Clumpiness is a problem when working with uniform random numbers. Some areas of the graph are too dense with nodes while others are empty. We want an image that is mostly uniform in the density of nodes. To achieve this, we introduce a “force field” that makes nodes repel each other. On every frame, we apply the inverse-square law to move the positions of nodes away from each other. (Real physics use the inverse-square law to change the velocities, but I prefer to change the positions because the effect is softer.)
To make the graph into a network, we need to add some edges. We take the brute-force approach of constructing a minimum spanning tree over all the nodes, based on the Euclidean distance metric. We add these MST nodes to the graph and draw them.
To make things more interesting, we skew the distance metric somewhat. The plain distance metric yields a mesh-like MST. If we divide the distance by the product of the radii of both endpoints, we get a star-like hub-and-spoke network. If we divide by the square root of the product of radii, we get something in between. Also, we add some redundant edges to the graph in addition to the MST; we select a bunch of low-weight edges that are not already in the set of MST edges.
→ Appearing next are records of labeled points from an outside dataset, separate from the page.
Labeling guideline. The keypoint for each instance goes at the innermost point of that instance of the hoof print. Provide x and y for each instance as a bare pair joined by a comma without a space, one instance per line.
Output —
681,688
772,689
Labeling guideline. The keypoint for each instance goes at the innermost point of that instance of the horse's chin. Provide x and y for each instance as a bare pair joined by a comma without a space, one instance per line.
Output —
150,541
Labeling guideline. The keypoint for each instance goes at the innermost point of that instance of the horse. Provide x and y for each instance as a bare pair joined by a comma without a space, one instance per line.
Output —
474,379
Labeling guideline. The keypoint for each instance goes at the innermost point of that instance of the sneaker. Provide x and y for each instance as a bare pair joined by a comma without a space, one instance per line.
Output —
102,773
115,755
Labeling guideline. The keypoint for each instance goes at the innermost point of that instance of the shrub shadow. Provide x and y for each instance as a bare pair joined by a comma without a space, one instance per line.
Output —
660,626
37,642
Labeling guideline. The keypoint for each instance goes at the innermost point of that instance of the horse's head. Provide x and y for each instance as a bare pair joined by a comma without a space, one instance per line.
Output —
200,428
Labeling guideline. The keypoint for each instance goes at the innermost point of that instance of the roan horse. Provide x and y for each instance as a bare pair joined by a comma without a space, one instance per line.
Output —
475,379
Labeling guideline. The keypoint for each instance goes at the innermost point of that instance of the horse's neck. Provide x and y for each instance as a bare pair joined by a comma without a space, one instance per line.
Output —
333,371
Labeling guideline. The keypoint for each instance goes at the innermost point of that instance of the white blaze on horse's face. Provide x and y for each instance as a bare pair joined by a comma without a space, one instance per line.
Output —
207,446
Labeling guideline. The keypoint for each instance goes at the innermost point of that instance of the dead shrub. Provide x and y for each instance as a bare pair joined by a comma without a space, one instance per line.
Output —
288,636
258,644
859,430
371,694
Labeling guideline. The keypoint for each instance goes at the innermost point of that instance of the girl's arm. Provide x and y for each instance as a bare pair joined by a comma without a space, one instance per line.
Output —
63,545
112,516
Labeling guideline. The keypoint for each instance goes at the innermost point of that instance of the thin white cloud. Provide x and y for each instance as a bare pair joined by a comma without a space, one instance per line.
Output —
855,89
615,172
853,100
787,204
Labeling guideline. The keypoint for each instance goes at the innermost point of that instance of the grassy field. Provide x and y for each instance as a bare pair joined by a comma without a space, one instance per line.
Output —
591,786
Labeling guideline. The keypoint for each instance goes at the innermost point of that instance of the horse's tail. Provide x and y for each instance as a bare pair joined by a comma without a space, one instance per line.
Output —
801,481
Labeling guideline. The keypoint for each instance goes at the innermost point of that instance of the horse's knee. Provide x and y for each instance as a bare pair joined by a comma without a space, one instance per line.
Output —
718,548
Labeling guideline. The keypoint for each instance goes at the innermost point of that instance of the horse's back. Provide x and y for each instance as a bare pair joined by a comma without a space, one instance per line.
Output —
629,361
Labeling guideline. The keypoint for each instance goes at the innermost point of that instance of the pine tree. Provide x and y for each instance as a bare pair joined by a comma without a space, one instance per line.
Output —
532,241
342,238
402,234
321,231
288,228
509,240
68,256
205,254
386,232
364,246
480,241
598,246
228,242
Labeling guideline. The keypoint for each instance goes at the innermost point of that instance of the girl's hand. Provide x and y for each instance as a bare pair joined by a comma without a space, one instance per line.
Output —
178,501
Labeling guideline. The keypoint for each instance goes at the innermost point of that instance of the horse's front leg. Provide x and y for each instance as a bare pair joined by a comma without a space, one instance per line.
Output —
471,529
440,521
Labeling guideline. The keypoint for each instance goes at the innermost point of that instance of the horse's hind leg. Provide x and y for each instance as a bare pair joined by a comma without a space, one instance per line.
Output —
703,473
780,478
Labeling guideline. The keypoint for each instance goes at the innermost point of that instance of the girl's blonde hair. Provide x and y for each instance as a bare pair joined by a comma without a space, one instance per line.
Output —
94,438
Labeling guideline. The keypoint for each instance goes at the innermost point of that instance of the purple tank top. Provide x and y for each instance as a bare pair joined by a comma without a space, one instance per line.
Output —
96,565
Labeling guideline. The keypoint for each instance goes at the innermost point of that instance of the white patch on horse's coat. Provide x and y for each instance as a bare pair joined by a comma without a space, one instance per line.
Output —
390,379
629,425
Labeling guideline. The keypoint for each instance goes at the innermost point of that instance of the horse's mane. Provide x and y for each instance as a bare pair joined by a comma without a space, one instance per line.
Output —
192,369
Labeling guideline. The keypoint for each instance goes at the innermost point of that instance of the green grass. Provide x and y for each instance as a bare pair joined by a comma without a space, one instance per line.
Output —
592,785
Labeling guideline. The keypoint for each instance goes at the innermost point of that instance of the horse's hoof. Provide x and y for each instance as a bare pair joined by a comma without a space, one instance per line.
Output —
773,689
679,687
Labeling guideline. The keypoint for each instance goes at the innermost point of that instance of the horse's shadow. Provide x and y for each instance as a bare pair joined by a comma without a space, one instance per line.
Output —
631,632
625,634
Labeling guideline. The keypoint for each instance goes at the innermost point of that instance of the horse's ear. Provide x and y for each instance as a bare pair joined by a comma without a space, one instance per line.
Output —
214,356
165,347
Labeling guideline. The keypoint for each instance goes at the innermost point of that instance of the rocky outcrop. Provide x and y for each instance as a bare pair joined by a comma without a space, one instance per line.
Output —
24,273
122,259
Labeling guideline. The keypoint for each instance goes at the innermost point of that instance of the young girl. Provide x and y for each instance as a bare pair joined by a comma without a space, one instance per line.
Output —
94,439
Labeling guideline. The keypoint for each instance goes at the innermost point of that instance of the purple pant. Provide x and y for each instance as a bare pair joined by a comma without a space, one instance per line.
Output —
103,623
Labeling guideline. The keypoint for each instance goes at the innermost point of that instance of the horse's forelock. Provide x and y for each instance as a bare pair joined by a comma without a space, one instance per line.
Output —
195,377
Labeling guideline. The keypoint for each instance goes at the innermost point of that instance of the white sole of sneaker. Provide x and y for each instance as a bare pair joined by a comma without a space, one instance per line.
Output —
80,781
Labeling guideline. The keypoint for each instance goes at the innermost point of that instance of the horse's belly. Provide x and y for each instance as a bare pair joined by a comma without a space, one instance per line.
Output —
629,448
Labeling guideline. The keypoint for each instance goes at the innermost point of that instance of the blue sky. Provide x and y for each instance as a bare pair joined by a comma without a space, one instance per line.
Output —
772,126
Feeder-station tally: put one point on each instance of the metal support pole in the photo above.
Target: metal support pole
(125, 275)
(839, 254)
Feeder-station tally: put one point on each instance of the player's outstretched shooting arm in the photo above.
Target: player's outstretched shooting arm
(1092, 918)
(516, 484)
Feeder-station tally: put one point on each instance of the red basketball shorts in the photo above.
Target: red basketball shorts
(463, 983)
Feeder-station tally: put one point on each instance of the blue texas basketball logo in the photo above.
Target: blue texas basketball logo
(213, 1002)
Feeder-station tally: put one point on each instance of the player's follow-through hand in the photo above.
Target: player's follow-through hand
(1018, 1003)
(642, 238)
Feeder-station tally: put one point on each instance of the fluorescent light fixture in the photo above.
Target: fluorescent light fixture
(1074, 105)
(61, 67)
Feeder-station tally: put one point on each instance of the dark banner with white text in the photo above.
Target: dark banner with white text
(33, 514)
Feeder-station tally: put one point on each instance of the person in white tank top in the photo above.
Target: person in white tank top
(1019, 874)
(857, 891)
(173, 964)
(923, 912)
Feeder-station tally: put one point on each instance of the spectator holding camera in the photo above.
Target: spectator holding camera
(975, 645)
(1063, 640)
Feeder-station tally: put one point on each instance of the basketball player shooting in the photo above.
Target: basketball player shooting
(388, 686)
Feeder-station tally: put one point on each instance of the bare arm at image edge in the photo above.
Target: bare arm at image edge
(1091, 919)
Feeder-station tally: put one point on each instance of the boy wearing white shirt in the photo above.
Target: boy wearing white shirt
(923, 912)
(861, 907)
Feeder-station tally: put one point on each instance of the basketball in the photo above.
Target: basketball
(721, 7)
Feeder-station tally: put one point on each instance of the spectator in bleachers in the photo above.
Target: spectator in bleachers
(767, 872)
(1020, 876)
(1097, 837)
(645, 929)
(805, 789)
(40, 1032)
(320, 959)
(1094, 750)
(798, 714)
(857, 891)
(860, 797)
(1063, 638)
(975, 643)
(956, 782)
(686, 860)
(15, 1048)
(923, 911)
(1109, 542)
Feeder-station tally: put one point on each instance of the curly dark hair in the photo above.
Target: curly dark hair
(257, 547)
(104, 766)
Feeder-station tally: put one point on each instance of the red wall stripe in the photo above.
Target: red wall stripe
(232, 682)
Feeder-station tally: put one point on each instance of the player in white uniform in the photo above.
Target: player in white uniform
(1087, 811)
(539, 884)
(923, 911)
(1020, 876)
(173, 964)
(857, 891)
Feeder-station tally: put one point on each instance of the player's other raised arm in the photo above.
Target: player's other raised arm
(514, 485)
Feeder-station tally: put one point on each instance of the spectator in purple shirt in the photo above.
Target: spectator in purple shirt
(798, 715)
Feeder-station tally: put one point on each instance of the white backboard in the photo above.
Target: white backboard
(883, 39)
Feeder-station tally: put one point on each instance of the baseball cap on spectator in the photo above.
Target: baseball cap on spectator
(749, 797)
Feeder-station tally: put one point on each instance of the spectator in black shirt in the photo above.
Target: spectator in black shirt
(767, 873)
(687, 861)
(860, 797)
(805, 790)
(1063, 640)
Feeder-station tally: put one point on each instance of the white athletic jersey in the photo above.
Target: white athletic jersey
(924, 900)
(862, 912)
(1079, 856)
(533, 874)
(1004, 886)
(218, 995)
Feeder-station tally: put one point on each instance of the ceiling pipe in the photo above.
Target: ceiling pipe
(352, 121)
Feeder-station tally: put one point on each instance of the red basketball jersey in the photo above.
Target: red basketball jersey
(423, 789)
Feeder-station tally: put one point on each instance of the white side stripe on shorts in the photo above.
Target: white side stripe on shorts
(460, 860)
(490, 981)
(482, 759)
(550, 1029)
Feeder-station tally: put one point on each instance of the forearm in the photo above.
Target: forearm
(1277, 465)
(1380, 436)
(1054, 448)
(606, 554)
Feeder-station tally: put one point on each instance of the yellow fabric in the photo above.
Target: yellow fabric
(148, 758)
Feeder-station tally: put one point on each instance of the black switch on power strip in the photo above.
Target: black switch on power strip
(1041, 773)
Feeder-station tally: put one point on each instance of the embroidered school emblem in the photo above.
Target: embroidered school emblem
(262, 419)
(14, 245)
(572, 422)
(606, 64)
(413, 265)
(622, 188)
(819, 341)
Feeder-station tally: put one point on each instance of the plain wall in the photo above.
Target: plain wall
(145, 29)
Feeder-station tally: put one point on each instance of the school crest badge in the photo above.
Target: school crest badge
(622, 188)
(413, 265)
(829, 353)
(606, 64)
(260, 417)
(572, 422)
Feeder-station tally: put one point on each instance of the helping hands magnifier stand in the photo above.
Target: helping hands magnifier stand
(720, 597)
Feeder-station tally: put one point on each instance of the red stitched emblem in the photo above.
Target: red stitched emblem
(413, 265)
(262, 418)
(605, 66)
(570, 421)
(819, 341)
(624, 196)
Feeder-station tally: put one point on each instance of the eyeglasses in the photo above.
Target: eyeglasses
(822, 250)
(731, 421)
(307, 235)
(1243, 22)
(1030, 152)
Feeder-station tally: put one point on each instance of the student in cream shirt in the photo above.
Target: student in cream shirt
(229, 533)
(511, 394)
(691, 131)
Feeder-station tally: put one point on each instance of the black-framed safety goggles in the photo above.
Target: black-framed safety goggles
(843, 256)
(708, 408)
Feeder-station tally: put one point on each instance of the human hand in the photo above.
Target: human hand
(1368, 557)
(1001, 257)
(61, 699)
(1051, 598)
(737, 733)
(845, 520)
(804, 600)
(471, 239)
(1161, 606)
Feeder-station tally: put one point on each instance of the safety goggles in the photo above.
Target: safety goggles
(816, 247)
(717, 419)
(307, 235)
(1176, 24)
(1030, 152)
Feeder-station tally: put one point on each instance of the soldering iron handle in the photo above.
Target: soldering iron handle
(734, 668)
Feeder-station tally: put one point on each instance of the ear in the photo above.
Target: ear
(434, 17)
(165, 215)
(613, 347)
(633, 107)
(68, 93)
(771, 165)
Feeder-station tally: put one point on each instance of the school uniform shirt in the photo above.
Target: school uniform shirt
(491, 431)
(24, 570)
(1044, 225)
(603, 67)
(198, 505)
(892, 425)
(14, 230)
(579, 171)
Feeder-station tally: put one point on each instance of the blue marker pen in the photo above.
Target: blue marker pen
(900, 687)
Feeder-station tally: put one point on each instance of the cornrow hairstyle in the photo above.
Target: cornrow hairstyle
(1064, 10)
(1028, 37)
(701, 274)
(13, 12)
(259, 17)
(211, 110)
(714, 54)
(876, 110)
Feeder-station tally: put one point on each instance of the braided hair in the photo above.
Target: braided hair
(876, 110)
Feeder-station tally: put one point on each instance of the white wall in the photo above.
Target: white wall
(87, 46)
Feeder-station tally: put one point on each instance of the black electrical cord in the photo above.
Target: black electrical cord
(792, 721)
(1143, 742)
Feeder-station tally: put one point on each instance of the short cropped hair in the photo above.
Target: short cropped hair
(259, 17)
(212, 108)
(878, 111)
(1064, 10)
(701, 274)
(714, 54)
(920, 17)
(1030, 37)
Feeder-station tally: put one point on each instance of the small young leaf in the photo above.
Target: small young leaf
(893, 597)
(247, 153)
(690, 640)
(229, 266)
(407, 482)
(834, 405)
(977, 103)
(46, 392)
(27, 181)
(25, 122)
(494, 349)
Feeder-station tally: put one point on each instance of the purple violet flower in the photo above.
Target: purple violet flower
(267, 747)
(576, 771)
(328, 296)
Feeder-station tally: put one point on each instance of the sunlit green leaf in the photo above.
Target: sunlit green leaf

If we implemented the algorithm up to this point in a literal way, the edges would flicker on and off as the minimum spanning tree changes. To make the animation smoother, we give each existing edge an opacity value between 0.0 and 1.0. On every frame we compute the MST and extra edges – which we call the “ideal set” – and if an existing edge is in the ideal set then its opacity increases; otherwise its opacity decreases. When an edge’s opacity decreases to zero, we remove it and allow new edges in the ideal set to be added.
Embarrassingly the code uses O(V2) algorithms in about a dozen places, so it is clearly not scalable to a large number of nodes. For the purposes of making a cute “screensaver” animation, about 100 nodes are sufficient and tractable. If more nodes are desired while keeping the same flavor of the algorithm, then it is probably necessary to implement strategies like binary space partitioning, heuristic pruning of the search space, and infrequent updates for expensive operations.